The book begins with a discussion of Kandel’s life as a young boy, growing up in Austria and escaping to the United States before World War II. One can only imagine how it would be like to grow up in a city that hates your very nature, with people who call for the destruction of your people. To hear him explain how a culturally refined city such as Vienna was captivated and twisted by Nazism is shocking and saddening. Kandel makes use of a quote by a German playwright named Carl Zuckmayer to great effect,
“It was as if: Hades had opened its gates and vomited forth the basest, most despicable, most horrible demons. In the course of my life I had seen something of untrammeled human insights of horror or panic. I had taken part in a dozen battles in the First World War, had experienced barrages, gassings, going over the top. I had witnessed the turmoil of the postwar era, the crushing uprisings, street battles, meeting hall brawls. I was present among the bystanders during the Hitler Putsch in 1923 in Munich. I saw the early period of Nazi rule in Berlin. But none of this was comparable to those days in Vienna. What was unleashed upon Vienna had nothing to do with [the] seizure of power in Germany…. What was unleashed upon Vienna was a torrent of envy, jealousy, bitterness, blind, malignant craving for revenge. All better instincts were silenced…only the torpid masses had been unchained…. It was the witch’s Sabbath of the mob.
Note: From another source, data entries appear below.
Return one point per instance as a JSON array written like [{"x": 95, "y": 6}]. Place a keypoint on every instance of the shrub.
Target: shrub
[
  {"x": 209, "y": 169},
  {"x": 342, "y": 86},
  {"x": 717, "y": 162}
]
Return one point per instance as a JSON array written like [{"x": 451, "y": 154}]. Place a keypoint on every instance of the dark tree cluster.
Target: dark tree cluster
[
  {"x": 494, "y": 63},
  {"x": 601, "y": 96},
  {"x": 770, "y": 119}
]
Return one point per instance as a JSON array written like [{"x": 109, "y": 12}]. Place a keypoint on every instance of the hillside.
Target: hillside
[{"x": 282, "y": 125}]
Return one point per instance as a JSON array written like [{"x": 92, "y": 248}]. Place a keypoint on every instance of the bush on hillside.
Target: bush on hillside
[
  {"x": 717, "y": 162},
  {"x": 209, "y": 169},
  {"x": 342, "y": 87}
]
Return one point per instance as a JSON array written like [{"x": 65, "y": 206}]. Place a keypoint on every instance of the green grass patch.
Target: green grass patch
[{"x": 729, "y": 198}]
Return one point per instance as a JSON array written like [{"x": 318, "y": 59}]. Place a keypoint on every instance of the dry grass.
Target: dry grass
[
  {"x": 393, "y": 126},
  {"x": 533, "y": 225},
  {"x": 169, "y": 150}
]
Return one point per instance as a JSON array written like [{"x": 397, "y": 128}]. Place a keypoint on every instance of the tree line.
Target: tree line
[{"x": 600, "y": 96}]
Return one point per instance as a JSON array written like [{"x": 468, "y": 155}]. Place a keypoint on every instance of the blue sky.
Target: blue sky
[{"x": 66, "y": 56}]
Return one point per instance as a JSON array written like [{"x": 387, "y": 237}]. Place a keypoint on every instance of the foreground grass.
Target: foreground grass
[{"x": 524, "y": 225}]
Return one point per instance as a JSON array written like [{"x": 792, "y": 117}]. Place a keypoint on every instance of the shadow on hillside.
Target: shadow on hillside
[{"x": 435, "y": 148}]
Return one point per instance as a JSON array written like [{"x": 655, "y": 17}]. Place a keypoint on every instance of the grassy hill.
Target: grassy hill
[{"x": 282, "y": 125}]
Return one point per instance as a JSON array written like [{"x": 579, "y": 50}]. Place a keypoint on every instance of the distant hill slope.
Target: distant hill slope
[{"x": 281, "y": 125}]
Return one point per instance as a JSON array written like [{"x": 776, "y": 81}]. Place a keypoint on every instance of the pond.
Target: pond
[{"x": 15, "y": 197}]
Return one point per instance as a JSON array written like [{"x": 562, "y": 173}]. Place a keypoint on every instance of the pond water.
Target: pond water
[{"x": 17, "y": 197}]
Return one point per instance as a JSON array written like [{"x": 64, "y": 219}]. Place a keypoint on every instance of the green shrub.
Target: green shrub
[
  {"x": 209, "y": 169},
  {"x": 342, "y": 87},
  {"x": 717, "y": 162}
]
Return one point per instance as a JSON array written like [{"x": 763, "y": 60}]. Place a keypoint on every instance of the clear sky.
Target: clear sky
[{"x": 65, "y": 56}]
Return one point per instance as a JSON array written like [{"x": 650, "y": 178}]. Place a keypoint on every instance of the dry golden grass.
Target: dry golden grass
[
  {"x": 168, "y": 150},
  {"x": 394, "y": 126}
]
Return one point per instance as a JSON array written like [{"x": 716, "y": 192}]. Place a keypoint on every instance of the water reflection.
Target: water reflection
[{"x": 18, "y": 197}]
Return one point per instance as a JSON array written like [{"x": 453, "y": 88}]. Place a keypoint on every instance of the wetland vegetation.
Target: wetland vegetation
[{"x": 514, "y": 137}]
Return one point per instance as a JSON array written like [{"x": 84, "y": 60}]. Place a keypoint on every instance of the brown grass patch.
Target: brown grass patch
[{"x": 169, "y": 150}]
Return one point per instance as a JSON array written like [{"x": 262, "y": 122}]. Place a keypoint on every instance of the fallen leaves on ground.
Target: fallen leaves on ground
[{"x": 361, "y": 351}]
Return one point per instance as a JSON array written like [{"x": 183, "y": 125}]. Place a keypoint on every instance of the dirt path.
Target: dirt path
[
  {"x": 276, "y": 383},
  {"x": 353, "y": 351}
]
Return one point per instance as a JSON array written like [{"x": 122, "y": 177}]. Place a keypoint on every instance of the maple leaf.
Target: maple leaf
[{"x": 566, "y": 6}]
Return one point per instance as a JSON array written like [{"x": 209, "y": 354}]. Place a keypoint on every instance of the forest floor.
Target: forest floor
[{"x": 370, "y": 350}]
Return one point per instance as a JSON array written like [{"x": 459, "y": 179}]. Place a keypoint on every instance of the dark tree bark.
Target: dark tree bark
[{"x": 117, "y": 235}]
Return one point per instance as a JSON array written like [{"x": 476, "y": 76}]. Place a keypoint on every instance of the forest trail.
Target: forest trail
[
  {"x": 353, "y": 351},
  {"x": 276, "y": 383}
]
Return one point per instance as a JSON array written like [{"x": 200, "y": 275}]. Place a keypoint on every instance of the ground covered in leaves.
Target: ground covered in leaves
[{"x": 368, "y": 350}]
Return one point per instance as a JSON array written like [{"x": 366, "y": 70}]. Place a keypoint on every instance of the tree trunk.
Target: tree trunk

All that makes for human dignity was buried.”
Thankfully, Kandel escapes what surely would have been a brutal life in concentration camps, and he makes his way to America.
Kandel becomes a star student and athlete, majoring in European history and literature at Harvard. He marries and decides to change his career path after being enamored by science. Kandel's interest is captivated by the world of psychoanalysis. I feel like science is more fascinating when you are delving into a field in which the answers are not yet evident. Psychoanalysis of that time must have felt like the wild west. I mean, just take a look at some of the ideas Freud had! Although Freud's ideas may seem strange to us today, Freud made the most of the empirical data he collected from his patients. He was a beacon for young scientists at this time, and his methods seemed futuristic and cutting edge. This draws in Kandel, and he decides to become a psychoanalyst. He enters medical school, learning about the mysteries of axons, the thalamus, and the central nervous system.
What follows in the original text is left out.